2021年07月06日 (火)大雨から命を守るために①


きょうで、西日本豪雨(平成30年7月豪雨)から3年です。

ことしも大雨シーズンに入り、土曜日には熱海で土石流が発生しました。

行方の分からない方々の一刻も早い救出をお祈りします。

 

熱海の映像を見て、3年前の中国地方のことや、

平成26年の広島市土砂災害を思った方も多いのではないでしょうか。

私も映像に衝撃を受けつつ、いろいろなことを考えました。

地盤の違いや今後検証が必要なことはあると思いますが、それは抜きにしても

急斜面を勢いよく流れ下る、同じ「土石流」はこれまで中国地方でも度々発生してきました。

otenki20210706.jpg

狭い陸地に中国山地がそびえ平地の少ない中国地方は、土砂災害の危険が全国的に見ても多い地域です。

もちろん、川の被害もあります。

 

そして、梅雨の終盤は特に怖い季節。

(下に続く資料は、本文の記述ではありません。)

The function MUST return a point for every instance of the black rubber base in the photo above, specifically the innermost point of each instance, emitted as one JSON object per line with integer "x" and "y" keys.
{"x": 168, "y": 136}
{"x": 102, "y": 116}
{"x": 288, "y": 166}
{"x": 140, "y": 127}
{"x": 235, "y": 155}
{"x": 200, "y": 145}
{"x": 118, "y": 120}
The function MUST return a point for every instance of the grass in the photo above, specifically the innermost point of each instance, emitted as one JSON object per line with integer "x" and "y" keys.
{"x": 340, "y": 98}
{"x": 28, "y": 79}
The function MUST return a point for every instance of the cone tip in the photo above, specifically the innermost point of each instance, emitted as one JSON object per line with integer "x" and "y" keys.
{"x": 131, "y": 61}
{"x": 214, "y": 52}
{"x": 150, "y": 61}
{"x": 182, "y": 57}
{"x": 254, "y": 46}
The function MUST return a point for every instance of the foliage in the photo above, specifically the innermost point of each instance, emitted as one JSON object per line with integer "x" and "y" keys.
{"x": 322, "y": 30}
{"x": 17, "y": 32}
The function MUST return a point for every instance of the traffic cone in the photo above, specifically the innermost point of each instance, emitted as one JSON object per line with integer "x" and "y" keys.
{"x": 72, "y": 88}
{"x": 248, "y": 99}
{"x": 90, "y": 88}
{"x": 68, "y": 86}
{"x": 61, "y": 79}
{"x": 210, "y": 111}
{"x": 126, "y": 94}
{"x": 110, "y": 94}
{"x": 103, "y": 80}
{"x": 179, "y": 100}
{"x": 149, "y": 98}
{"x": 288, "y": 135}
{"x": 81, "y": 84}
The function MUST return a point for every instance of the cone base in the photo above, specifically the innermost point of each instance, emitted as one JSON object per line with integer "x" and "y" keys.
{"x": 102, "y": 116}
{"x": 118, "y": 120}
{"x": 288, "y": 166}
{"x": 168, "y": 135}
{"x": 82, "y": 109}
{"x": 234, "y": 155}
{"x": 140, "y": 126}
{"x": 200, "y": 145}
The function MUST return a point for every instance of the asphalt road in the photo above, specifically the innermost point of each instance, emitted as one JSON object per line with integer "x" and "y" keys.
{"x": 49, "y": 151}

過去に中国地方で起きた主な大雨をまとめました。

7月にはたびたび大雨被害に見舞われています。

otenki20210706a.jpg

大雨から身を守るためにどうするか、

自分でできることを増やしておかなくてはいけないと改めて思います。

それを一気に全部書くと長くなるので、きょうから何度かに分けてお伝えしようと思います。

 

【① 大雨警戒レベルについて】

自治体からの避難情報などがわかりやすいように、

西日本豪雨の後から「警戒レベル1~5」の数字が発表されるようになりました。

これは、もうご存じの方が多いと思います。

otenki20210706b.jpg

警戒レベル4「避難指示」が出たら、危険な場所にいる方は全員、安全確保できるところに避難です。

移動に時間がかかる方や、安全な避難場所まで遠いという方などは

もう一段手前のレベル3「高齢者等避難」で動くのが良いと思います。

この情報は決して、ご高齢の方だけに向けた呼びかけではありません。

 

それから、この警戒レベルは

自治体から出る避難の呼びかけだけではなく、気象庁から出る情報などにも対応しています。

下の図でいうと右の2列、「雨の情報」や「川の情報」です。

otenki20210706d.jpg

例えば、大雨警報が出たらレベル3に相当。

「土砂災害警戒情報」が出た地域は、レベル4に相当します。

 

今回、熱海市には土砂災害警戒情報は出ていたものの

自治体からの呼びかけは「高齢等避難」までで、「避難指示」は出ていませんでした。

それについては今後検証・改善されると思いますし

今回は「自分でできること」を増やすという視点でお話ししたいと思います。

 

多くの場合、自治体からの避難情報よりも先に「雨や川の情報」が出ます。

山や川の近くにお住まいの方は特に意識していただき、自主的に安全確保することをお勧めします。

例えば、自治体からの避難指示がまだ出ていなくても、

土砂災害警戒情報が出たらご近所の安全なお宅へ身を寄せさせてもらう、など。

ご自身や、大切な人の命を守るためには

受け身ではなく積極的に動くことがカギになると思うのです。

 

今後は【キキクルについて】、【どこに逃げるか】、【空振りについて】などお伝えしたいと思います。